ParaRev: Building a dataset for Scientific Paragraph Revision annotated with revision instruction
This work addresses the need for better automated writing assistance in scientific contexts by providing a dataset and method for paragraph-level revisions, though it is incremental in building upon existing sentence-level approaches.
The authors tackled the problem of automated scientific writing revision by shifting from sentence-level to paragraph-level scope, introducing the ParaRev dataset with detailed revision instructions, and demonstrated that detailed instructions significantly improve revision quality across models and metrics.
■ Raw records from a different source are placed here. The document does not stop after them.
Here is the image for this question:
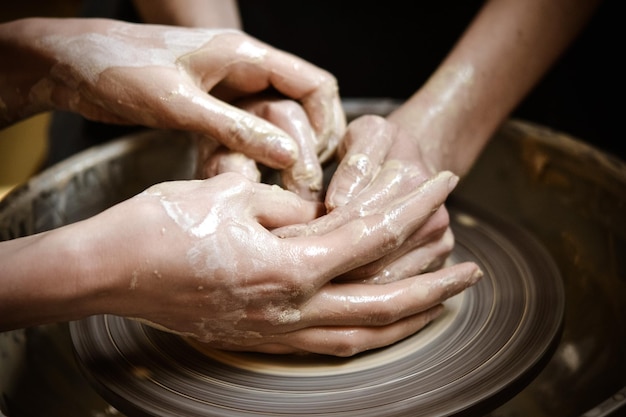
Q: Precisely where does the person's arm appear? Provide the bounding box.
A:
[0,172,482,356]
[388,0,600,176]
[280,0,599,282]
[0,18,345,168]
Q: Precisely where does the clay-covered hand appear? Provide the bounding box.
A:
[0,172,481,356]
[0,19,345,169]
[196,97,326,201]
[274,115,454,283]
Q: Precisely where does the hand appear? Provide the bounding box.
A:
[0,169,480,356]
[274,116,454,283]
[196,98,326,201]
[0,19,345,169]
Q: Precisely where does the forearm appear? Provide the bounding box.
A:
[0,221,114,331]
[390,0,599,175]
[0,18,116,128]
[133,0,241,29]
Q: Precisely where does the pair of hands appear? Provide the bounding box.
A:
[3,19,481,356]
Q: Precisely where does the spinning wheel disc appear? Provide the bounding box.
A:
[70,200,564,417]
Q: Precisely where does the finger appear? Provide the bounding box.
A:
[288,171,458,284]
[336,206,454,282]
[300,262,483,327]
[274,160,425,237]
[250,184,323,228]
[260,51,346,158]
[202,146,261,182]
[335,230,454,284]
[238,98,323,200]
[226,305,444,357]
[326,116,395,211]
[165,85,299,169]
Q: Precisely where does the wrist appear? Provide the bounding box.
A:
[0,219,113,330]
Revision is a crucial step in scientific writing, where authors refine their work to improve clarity, structure, and academic quality. Existing approaches to automated writing assistance often focus on sentence-level revisions, which fail to capture the broader context needed for effective modification. In this paper, we explore the impact of shifting from sentence-level to paragraph-level scope for the task of scientific text revision. The paragraph level definition of the task allows for more meaningful changes, and is guided by detailed revision instructions rather than general ones. To support this task, we introduce ParaRev, the first dataset of revised scientific paragraphs with an evaluation subset manually annotated with revision instructions. Our experiments demonstrate that using detailed instructions significantly improves the quality of automated revisions compared to general approaches, no matter the model or the metric considered.